What did you do to create inclusive practice and how did you do it?
When revalidating the MA Education programme at York St John (YSJ), we considered how best to develop an assessment strategy that was inclusive by way of types of assessments, but also developed transferable skills for employment. We moved away from traditional essays, and considered artefacts, portfolios, presentations and feedback given by students to others during presentations, as well as a TED-style talk to accompany the dissertation. We wanted to move away from the traditional emphasis on critical reading and writing, and instead embrace critical listening and critical talking as key academic skills.
Why did you implement your example of inclusive practice?
Too often academia has placed overarching value on writing in a specific way and undervalued other important skills, such as being able to respond to difficult questions in a group situation. The valorisation of the essay, in particular, has put many of our undergraduates off moving on to Masters-level study. Many of our mature students are experts in their professional lives but underconfident in their academic lives.
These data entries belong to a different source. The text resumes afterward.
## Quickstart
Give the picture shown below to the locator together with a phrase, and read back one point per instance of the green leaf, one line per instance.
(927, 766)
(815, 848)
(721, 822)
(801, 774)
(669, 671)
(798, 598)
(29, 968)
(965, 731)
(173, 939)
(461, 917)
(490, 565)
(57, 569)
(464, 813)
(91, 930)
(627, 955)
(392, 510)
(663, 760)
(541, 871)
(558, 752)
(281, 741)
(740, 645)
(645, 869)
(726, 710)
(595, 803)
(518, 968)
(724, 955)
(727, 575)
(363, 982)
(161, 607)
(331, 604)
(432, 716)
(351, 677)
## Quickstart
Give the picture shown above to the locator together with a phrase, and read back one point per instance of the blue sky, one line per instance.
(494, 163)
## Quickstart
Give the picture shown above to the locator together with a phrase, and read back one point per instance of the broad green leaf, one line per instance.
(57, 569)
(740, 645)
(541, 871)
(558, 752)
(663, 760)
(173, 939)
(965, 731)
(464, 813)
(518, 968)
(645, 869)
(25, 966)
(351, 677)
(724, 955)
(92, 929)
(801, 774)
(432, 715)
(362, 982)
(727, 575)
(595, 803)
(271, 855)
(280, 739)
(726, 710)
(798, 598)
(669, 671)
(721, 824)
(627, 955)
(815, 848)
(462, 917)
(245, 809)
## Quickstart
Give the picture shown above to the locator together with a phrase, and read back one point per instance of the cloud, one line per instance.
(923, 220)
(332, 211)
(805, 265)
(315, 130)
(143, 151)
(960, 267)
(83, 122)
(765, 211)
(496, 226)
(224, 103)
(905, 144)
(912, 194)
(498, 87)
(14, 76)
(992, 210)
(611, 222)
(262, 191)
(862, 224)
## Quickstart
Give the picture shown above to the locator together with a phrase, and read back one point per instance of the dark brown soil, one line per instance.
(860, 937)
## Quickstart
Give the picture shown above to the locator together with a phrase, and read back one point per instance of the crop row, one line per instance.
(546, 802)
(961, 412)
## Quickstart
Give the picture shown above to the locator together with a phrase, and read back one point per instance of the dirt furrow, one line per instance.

We wanted to provide a space in which they could develop their critical thinking about their practice and assess this with different methods.
What was the impact of your case study?
We have seen an increase in students moving from our Foundation Degree to Masters study – in previous years, we might have seen one person move on and this year (2022/23) we have had five students progress. These students told me that they had specifically chosen the MA Education due to the assessment strategy. We have also seen an increase in students wanting to progress to doctoral study as they become more confident in their academic skills.
What were the lessons learned?
Engage with students and employers regarding the skills and knowledge that are needed. Engage continually with students in a reflective process regarding assessment. (We have adapted one of the assignments already, which didn’t work as well in practice as we thought.) Shorter writing assignments and more creative assessment can be as challenging, if not more challenging, for students in terms of academic rigour.